SPAIN’S inflation rate in March clocked in at 3.3% according to preliminary figures from the National Statistics Institute issued on Thursday.
That’s down on February’s figure of 6% and is attributed to falls in electricity and fuel prices and the big hikes recorded in March 2022 working their way out of the system.
The March inflation rate is the lowest annual figure since August 2021 and has confounded predictions from economists who projected a rate of around 3.8%.
Angel Talavera, chief economist for Europe at Oxford Economics, said: “This should not make us believe that inflationary tensions are over.”
“Core and food prices will remain high, and in addition, the large fall in energy prices in the last months of last year will cause the opposite effect to that of March on the inflation rate in the last months of 2023,” he added.

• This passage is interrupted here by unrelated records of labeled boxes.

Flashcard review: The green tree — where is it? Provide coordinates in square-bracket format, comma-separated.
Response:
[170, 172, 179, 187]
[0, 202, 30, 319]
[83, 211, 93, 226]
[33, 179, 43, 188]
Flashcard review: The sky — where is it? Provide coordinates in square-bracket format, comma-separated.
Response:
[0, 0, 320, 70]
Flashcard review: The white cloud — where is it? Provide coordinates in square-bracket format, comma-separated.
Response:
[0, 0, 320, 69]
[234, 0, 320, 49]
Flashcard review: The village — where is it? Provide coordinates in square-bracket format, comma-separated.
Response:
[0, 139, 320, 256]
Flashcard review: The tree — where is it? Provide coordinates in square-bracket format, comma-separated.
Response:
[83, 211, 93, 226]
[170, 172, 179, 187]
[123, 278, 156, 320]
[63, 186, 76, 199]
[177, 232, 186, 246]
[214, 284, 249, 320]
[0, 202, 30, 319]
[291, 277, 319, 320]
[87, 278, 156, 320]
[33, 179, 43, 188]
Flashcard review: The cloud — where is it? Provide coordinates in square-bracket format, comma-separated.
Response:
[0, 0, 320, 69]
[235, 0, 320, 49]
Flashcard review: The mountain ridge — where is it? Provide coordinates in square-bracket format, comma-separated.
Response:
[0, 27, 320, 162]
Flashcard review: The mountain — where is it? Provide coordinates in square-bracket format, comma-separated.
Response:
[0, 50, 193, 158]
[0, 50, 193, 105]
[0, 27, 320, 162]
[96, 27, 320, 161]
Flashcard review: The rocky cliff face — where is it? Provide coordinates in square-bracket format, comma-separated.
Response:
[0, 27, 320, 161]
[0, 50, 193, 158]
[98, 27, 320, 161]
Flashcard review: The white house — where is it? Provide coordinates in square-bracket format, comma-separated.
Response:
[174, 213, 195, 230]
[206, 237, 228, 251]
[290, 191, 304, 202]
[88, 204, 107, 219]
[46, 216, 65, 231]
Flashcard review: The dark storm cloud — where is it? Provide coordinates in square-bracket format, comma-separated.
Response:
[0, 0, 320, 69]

Core inflation, which does not include variable fresh food and energy prices, was 7.5% year-on-year, slightly below the 7.6% recorded in February.
It’s the first drop- albeit marginal- in the core rate in 23 months.
Food prices are the main issue for most people in Spain with the last stripped-out figure reporting a 16.6% annual rate in February.
The Bank of Spain has predicted that food inflation will remain in double digits for the rest of 2023 with the annual rate in December predicted to be 12.2% before falling to an average rate of 4.6% next year.